Published January 7, 2025 | Version v1
Dataset Open

Cooperative Robotic Exploration of a Planetary Skylight Surface and Lava Cave - Datasets

  • 1. German Research Centre for Artificial Intelligence
  • 2. ROR icon Magellium (France)
  • 3. ROR icon Université Toulouse III - Paul Sabatier
  • 4. ROR icon Universidad de Málaga

Description

The dataset contains the logs used to produce the results described in the publication Cooperative Robotic Exploration of a Planetary Skylight Surface and Lava Cave. Raúl Domínguez et. al. 2025

Cooperative Surface Exploration

- CoRob_MP1_results.xlsx: Includes the log produced at the commanding station during the Mission Phase 1. It has been used to produce the results evaluation of the MP1.

- cmap.ply: Resulting map of the MP1.

- ground_truth_transformed_and_downsampled.ply: Ground truth map used for the evaluation of the cooperative map accuracy.

Ground Truth Rover Logs

The dataset contains the samples used to generate the map provided as ground truth for the cave in the publication Cooperative Robotic Exploration of a Planetary Skylight Surface and Lava Cave.
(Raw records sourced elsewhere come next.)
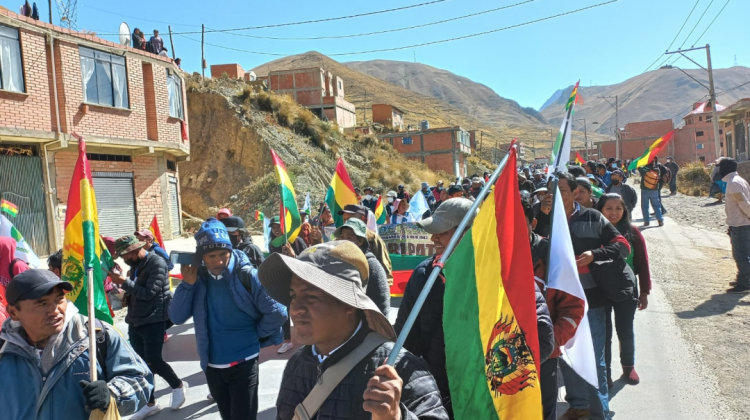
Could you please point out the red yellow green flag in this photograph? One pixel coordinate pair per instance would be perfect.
(83, 249)
(9, 208)
(154, 228)
(381, 216)
(491, 342)
(289, 211)
(340, 193)
(579, 160)
(653, 150)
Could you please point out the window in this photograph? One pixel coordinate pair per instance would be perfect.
(11, 71)
(174, 86)
(105, 81)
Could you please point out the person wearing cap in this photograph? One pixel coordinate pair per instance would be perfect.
(376, 285)
(234, 318)
(370, 200)
(673, 168)
(147, 237)
(333, 317)
(241, 240)
(225, 212)
(403, 194)
(426, 339)
(375, 243)
(44, 357)
(150, 296)
(618, 186)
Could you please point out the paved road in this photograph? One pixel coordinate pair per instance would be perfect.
(673, 384)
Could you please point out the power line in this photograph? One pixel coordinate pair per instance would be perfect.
(278, 25)
(433, 42)
(387, 30)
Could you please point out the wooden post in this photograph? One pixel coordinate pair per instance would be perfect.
(171, 42)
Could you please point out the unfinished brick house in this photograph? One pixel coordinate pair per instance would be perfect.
(127, 104)
(441, 149)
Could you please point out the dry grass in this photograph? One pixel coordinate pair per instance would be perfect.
(694, 179)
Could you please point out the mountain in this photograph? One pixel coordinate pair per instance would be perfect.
(474, 99)
(666, 93)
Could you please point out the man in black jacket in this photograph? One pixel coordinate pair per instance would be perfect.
(148, 287)
(332, 317)
(241, 240)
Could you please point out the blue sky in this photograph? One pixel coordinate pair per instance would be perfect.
(604, 45)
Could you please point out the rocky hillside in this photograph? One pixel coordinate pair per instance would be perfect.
(232, 130)
(666, 93)
(472, 98)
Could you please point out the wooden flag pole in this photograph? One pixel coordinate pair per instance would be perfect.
(92, 323)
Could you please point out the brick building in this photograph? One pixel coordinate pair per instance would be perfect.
(734, 129)
(318, 90)
(441, 149)
(388, 115)
(126, 103)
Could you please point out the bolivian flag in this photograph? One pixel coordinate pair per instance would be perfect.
(491, 342)
(653, 150)
(381, 216)
(83, 249)
(340, 192)
(291, 221)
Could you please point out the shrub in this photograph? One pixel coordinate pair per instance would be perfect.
(694, 179)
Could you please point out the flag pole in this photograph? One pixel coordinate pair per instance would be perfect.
(446, 254)
(92, 323)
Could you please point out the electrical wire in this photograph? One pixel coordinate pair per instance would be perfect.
(278, 25)
(387, 30)
(431, 42)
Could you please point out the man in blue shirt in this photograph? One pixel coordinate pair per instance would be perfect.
(151, 246)
(234, 318)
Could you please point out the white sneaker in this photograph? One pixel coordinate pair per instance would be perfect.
(178, 396)
(146, 411)
(285, 347)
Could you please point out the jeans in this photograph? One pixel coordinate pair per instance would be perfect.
(650, 196)
(740, 238)
(548, 383)
(148, 341)
(579, 393)
(624, 316)
(235, 390)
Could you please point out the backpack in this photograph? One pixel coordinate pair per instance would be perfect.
(651, 179)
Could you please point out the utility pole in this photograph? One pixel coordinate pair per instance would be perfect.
(616, 106)
(203, 52)
(711, 91)
(171, 43)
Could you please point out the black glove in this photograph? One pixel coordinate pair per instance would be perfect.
(97, 395)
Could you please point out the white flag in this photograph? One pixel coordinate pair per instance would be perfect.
(23, 250)
(417, 207)
(578, 353)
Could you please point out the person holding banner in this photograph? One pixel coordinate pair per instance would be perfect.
(48, 336)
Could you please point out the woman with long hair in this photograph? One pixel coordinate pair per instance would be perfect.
(613, 207)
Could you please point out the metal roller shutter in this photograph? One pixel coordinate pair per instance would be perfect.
(174, 207)
(115, 202)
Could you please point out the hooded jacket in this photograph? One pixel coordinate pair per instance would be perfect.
(249, 296)
(420, 398)
(47, 388)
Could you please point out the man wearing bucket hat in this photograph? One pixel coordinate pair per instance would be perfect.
(233, 316)
(376, 285)
(44, 357)
(426, 339)
(346, 342)
(148, 287)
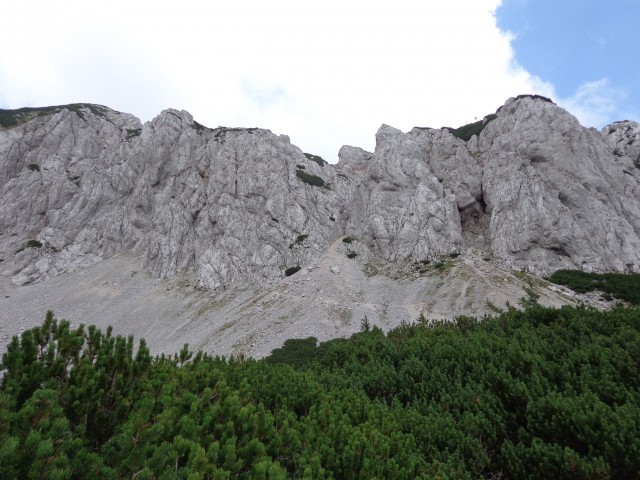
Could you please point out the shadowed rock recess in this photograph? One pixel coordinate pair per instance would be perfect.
(527, 188)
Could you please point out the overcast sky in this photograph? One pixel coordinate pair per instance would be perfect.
(325, 73)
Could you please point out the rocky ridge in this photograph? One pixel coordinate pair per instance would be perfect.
(235, 208)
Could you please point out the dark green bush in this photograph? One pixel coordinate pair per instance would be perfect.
(316, 158)
(299, 240)
(535, 394)
(310, 179)
(291, 270)
(622, 286)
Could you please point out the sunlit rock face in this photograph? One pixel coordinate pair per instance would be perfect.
(532, 189)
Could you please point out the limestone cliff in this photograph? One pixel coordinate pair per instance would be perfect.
(532, 190)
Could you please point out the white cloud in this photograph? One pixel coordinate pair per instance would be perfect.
(326, 74)
(595, 104)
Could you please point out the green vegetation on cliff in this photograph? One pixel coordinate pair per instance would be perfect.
(544, 393)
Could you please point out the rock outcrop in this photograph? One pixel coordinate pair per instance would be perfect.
(532, 190)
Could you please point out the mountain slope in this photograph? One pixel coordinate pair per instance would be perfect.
(440, 218)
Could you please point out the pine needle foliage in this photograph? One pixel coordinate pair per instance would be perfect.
(539, 393)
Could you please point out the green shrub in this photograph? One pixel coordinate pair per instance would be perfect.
(133, 132)
(299, 239)
(316, 158)
(310, 179)
(291, 270)
(623, 286)
(296, 352)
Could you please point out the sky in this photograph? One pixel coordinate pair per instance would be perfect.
(324, 73)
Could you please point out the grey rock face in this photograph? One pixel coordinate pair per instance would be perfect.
(534, 190)
(557, 197)
(623, 138)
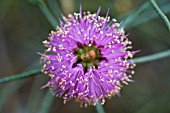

Raúl Domínguez et. al. 2025

The dataset has three parts. Between each of the parts, the data capture had to be interrupted. After each interruption, the position of the rover is not exactly the same as before the interruption. For that reason, it has been quite challenging to generate a full reconstruction using the three parts one after the other. In fact, the last one of the logs has not been filtered, since it was not possible to combine the different parts in a single SLAM reconstruction, the last part was not even pre-processed.

Each log contains:
- depthmaps, the raw LiDAR data from the Velodyne 32. Format: tiff.
- filtered_cloud, the pre-processed LiDAR data from the Velodyne 32. Format: ply.
joint_states, the motor position values. Unfortunately the back axis passive joint is not included. Format: json.
orientation_samples, the orientation as provided by the IMU sensor. Format: json.

- asguard_v4.urdf: In addition to the datasets, a geometrical robot model is provided which might be needed for environment reconstruction and pose estimation algorithms. Format: URDF.

Folders contents


├── 20211117-1112
│   ├── depth
│   │   └── depth_1637143958347198
│   ├── filtered_cloud
│   │   └── cloud_1637143958347198
│   ├── joint_states
│   │   └── joints_state_1637143957824829
│   └── orientation_samples
│       └── orientation_sample_1637143958005814
├── 20211117-1140
│   ├── depth
│   │   └── depth_1637145649108790
│   ├── filtered_cloud
│   │   └── cloud_1637145649108790
│   ├── joint_states
│   │   └── joints_state_1637145648630977
│   └── orientation_samples
│       └── orientation_sample_1637145648831795
└── 20211117-1205
    ├── depth
    │   └── depth_1637147164030135
    ├── filtered_cloud
    │   └── cloud_1637147164330388
    ├── joint_states
    │   └── joints_state_1637147163501574
    └── orientation_samples
        └── orientation_sample_1637147163655187

Cave reconstruction

- first_log_2cm_res_pointcloud-20231222.ply, contains the integrated pointcloud produced from the first of the logs.
  

Coyote 3 Logs

The msgpack datasets can be imported using Python with the pocolog2msgpack library

The geometrical rover model of Coyote 3 is included in URDF format. It can be used in environment reconstruction algorithms which require the positions of the different sensors.

MP3

Includes exports of the log files used to compute the KPIs of the MP3. 

MP4

These logs were used to obtain the KPI values for the MP4. It is composed of the following archives:
- log_coyote_02-03-2023_13-22_01-exp3.zip
- log_coyote_02-03-2023_13-22_01-exp4.zip
- log_coyote_02-09-2023_19-14_18_demo_skylight.zip
- log_coyote_02-09-2023_19-14_20_demo_teleop.zip
- coyote3_odometry_20230209-154158.0003_msgpacks.tar.gz
- coyote3_odometry_20230203-125251.0819_msgpacks.tar.gz

Cave PLYs

Two integrated pointclouds and one trajectory produced from logs captured by Coyote 3 inside the cave:
- Skylight_subsampled_mesh.ply
- teleop_tunnel_pointcloud.ply
- traj.ply

Example scripts to load the datasets

The repository https://github.com/Rauldg/corobx_dataset_scripts contains some example scripts which load some of the datasets.

Files

log_coyote_02-03-2023_13-22_01-exp3.zip

Files (14.0 GB)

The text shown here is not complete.